Improve the BiasGrad for NCHW using less shared memory and better memory

efficiency. With GoogleNet V1, time spent in BiasGrad in ms: Before After Improvement GoogleNet V1 19.70 13.14 49.93% Change: 116901889
lnianhong · Mar 10, 2016 · 7cc6ba7 · 7cc6ba7
1 parent fd839dc
commit 7cc6ba7
Showing 1 changed file with 50 additions and 35 deletions.
diff --git a/tensorflow/core/kernels/bias_op_gpu.cu.cc b/tensorflow/core/kernels/bias_op_gpu.cu.cc
@@ -118,31 +118,51 @@ __global__ void BiasGradNHWC_SharedAtomics(int32 nthreads,
 }
 
 template <typename T>
-__global__ void BiasGradNCHW_SharedAtomics(int32 nthreads,
-                                           const T* output_backprop,
-                                           T* bias_backprop, int32 bias_size,
-                                           int32 image_size,
-                                           int32 shared_replicas) {
-  T* s_data = reinterpret_cast<T*>(s_buf);
-  int32 s_data_size = bias_size * shared_replicas;
+__global__ void BiasGradNCHW_SharedAtomics(const T* output_backprop,
+                                           T* bias_backprop, int32 batch,
+                                           int32 bias_size, int32 image_size,
+                                           int group_size) {
+  // Initialize the shared memory.
+  __shared__ T s_data[32];
+  int32 s_data_size = sizeof(s_data) / sizeof(T);
   for (int32 index = threadIdx.x; index < s_data_size; index += blockDim.x) {
     s_data[index] = 0;
   }
   __syncthreads();
 
-  for (int32 index = blockIdx.x * blockDim.x + threadIdx.x; index < nthreads;
-       index += blockDim.x * gridDim.x) {
-    int32 index2 = index / image_size;
-    int32 bias_slot_index = index2 % bias_size;
-    int32 bias_slot_offset = index % shared_replicas;
-    int32 bias_offset = bias_slot_index * shared_replicas + bias_slot_offset;
-    CudaAtomicAdd(s_data + bias_offset, ldg(output_backprop + index));
+  // Accumulate all the values within this thread. They all have the same bias
+  // index.
+  int32 bias_index = blockIdx.x % bias_size;
+  int32 group_index = blockIdx.x / bias_size;
+  int32 total_count = batch * image_size;
+  T sum = 0;
+  for (int32 index = group_index * blockDim.x + threadIdx.x;
+       index < total_count; index += blockDim.x * group_size) {
+    int32 image_offset = index % image_size;
+    int32 batch = index / image_size;
+    T val = ldg(output_backprop +
+                (batch * bias_size + bias_index) * image_size + image_offset);
+    sum += val;
   }
+
+  // Write the accumulated sum in this thread to the shared memory. Each thread
+  // shifts their write location to avoid bank conflict.

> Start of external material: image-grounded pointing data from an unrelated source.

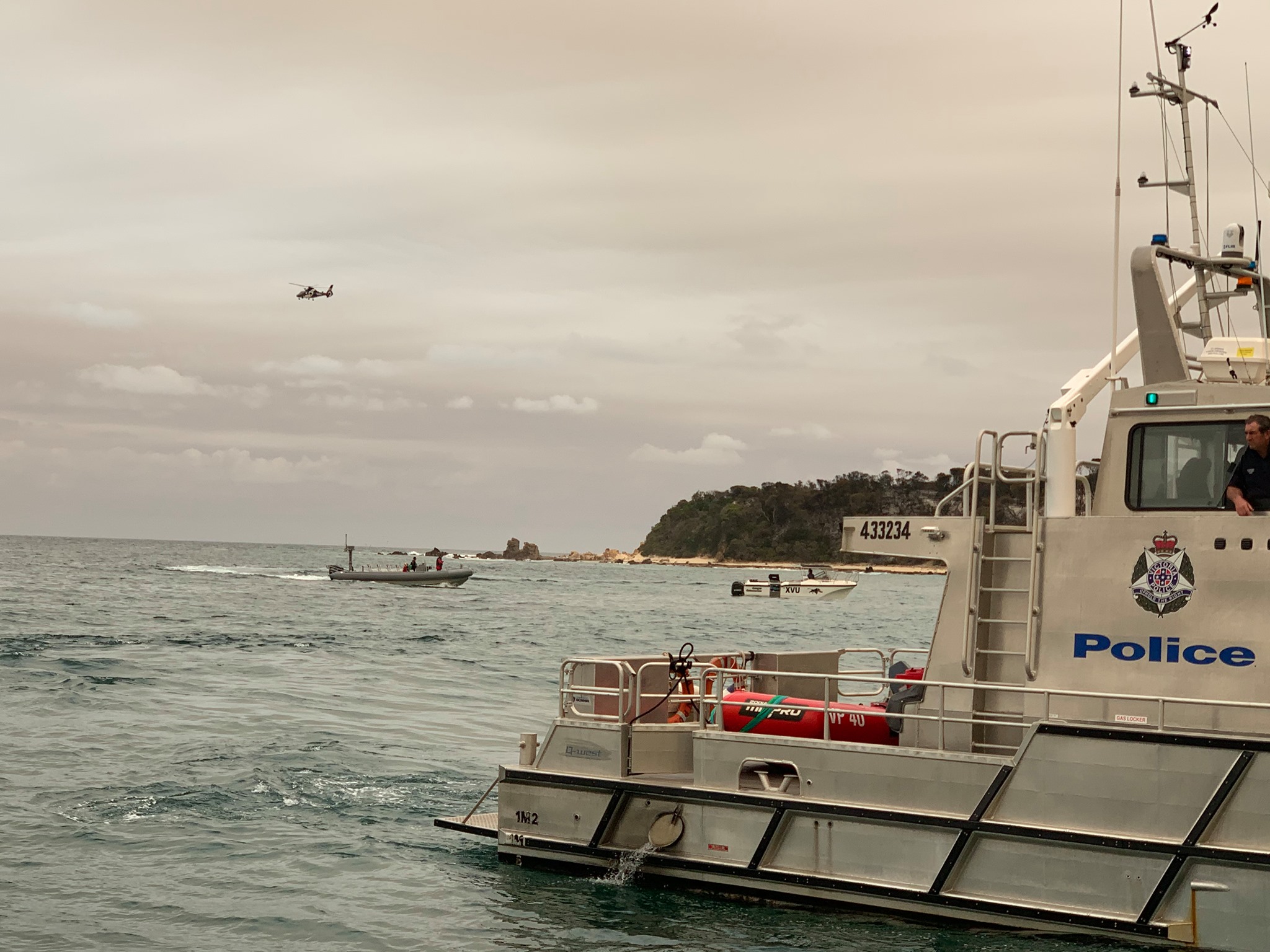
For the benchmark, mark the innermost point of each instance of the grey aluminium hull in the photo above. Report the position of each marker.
(981, 839)
(447, 578)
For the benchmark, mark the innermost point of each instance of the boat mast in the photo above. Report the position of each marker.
(1183, 52)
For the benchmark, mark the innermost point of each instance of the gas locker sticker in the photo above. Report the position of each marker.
(1162, 650)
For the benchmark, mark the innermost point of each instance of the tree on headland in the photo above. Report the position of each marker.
(789, 522)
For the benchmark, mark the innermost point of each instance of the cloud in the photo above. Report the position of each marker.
(478, 356)
(897, 460)
(241, 466)
(812, 431)
(154, 379)
(561, 403)
(321, 366)
(352, 402)
(716, 450)
(158, 380)
(97, 316)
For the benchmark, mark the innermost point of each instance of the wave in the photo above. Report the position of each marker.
(251, 570)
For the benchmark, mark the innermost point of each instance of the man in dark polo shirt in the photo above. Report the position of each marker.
(1249, 488)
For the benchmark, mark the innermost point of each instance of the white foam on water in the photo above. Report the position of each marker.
(628, 865)
(248, 570)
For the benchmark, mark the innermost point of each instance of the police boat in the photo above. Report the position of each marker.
(1086, 746)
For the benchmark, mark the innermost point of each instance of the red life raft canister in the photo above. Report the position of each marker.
(778, 715)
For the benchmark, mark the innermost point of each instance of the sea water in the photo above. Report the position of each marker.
(214, 747)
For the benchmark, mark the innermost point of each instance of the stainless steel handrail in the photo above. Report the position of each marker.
(978, 718)
(621, 691)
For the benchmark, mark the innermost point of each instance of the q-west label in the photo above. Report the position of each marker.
(1161, 649)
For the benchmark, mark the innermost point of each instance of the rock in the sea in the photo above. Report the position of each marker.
(515, 550)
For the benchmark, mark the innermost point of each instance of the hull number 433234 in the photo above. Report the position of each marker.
(884, 528)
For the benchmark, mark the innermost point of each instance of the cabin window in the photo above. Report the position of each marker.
(1181, 465)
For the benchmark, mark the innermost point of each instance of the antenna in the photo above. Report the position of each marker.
(1116, 249)
(1256, 209)
(1203, 24)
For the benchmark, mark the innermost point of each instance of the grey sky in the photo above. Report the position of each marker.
(588, 258)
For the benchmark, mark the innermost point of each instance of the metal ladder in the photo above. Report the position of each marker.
(1002, 621)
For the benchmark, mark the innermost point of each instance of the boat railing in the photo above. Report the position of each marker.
(1151, 711)
(616, 691)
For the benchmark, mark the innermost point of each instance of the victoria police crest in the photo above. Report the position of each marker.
(1163, 579)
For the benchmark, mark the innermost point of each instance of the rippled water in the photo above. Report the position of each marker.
(211, 746)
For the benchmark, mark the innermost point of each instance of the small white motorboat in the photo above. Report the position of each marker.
(817, 584)
(409, 574)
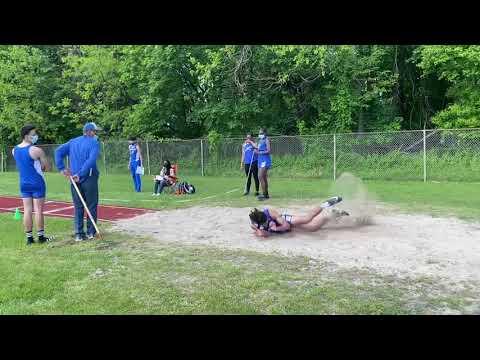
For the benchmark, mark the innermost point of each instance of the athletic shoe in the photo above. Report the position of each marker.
(330, 202)
(79, 238)
(44, 239)
(339, 213)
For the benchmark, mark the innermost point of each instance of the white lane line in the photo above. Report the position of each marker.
(228, 192)
(58, 210)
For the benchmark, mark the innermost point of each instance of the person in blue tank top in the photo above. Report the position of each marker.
(135, 161)
(31, 163)
(83, 152)
(264, 161)
(270, 221)
(249, 163)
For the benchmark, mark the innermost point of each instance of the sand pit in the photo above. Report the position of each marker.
(396, 244)
(373, 237)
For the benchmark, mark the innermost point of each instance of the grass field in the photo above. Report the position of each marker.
(123, 275)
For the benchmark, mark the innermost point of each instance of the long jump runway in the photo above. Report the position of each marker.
(65, 209)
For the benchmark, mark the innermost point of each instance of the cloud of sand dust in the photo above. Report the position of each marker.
(359, 202)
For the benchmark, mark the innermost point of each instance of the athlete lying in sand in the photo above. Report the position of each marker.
(271, 221)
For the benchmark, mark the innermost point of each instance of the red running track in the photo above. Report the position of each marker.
(65, 209)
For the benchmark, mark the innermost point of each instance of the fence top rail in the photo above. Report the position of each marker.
(169, 140)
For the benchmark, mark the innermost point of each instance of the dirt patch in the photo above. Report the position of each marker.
(374, 237)
(395, 244)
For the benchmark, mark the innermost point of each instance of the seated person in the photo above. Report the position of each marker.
(165, 179)
(271, 221)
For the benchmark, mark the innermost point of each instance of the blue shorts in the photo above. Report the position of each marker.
(264, 163)
(288, 218)
(35, 192)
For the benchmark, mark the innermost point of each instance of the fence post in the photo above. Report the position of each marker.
(1, 151)
(148, 159)
(424, 156)
(104, 157)
(334, 156)
(201, 156)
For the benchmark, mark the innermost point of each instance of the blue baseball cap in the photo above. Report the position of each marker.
(91, 127)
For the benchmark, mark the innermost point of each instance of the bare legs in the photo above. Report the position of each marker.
(262, 176)
(29, 205)
(27, 214)
(312, 221)
(38, 205)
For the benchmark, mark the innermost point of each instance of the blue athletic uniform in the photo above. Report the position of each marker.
(264, 160)
(249, 155)
(134, 163)
(82, 152)
(288, 218)
(32, 182)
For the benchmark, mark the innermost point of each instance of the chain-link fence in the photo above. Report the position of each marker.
(452, 155)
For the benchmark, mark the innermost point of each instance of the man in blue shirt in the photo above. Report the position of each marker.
(82, 153)
(249, 164)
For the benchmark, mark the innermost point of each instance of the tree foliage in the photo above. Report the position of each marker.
(166, 91)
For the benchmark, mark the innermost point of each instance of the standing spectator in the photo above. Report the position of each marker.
(82, 152)
(135, 162)
(31, 162)
(264, 162)
(249, 163)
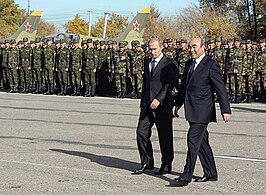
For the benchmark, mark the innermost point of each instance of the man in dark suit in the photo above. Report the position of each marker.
(160, 75)
(202, 77)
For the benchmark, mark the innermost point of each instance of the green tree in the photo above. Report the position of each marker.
(45, 28)
(115, 25)
(11, 17)
(77, 26)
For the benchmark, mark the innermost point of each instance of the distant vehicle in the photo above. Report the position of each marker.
(28, 29)
(134, 31)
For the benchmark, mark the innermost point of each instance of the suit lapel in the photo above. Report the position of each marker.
(159, 66)
(198, 68)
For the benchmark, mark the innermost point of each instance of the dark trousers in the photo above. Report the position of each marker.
(198, 144)
(165, 134)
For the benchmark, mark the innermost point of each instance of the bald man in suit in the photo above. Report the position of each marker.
(202, 77)
(160, 76)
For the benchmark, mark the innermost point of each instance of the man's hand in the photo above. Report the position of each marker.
(226, 117)
(175, 111)
(154, 104)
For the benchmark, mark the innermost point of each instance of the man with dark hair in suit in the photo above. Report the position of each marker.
(202, 77)
(159, 79)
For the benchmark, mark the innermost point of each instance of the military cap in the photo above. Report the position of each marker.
(89, 40)
(102, 43)
(183, 41)
(218, 39)
(84, 42)
(25, 39)
(97, 42)
(236, 39)
(229, 40)
(121, 44)
(12, 41)
(248, 41)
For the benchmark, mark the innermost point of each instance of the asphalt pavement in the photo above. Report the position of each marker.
(81, 145)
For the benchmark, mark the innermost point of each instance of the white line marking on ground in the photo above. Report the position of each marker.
(241, 158)
(64, 168)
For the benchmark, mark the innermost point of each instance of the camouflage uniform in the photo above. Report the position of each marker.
(236, 59)
(13, 68)
(4, 67)
(49, 66)
(63, 68)
(137, 61)
(121, 64)
(248, 74)
(89, 62)
(102, 69)
(75, 67)
(260, 70)
(26, 66)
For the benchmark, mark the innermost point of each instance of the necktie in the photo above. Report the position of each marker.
(192, 67)
(152, 65)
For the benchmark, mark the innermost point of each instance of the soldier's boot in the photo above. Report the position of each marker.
(93, 91)
(237, 99)
(63, 91)
(49, 92)
(244, 98)
(118, 94)
(88, 91)
(249, 97)
(25, 88)
(232, 98)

+  int bias_offset = threadIdx.x % 32;
+  CudaAtomicAdd(s_data + bias_offset, sum);
   __syncthreads();
 
-  for (int32 index = threadIdx.x; index < s_data_size; index += blockDim.x) {
-    int bias_slot_index = index / shared_replicas;
-    CudaAtomicAdd(bias_backprop + bias_slot_index, s_data[index]);
+  // Accumulate the results in the shared memory into the first element.
+  // No syncthreads is needed since this is only in the same warp.
+  int32 thread_index = threadIdx.x;
+  if (thread_index < 16) s_data[thread_index] += s_data[thread_index + 16];
+  if (thread_index < 8) s_data[thread_index] += s_data[thread_index + 8];
+  if (thread_index < 4) s_data[thread_index] += s_data[thread_index + 4];
+  if (thread_index < 2) s_data[thread_index] += s_data[thread_index + 2];
+  if (thread_index < 1) s_data[thread_index] += s_data[thread_index + 1];
+
+  // The first thread writes out the accumulated result to the global location.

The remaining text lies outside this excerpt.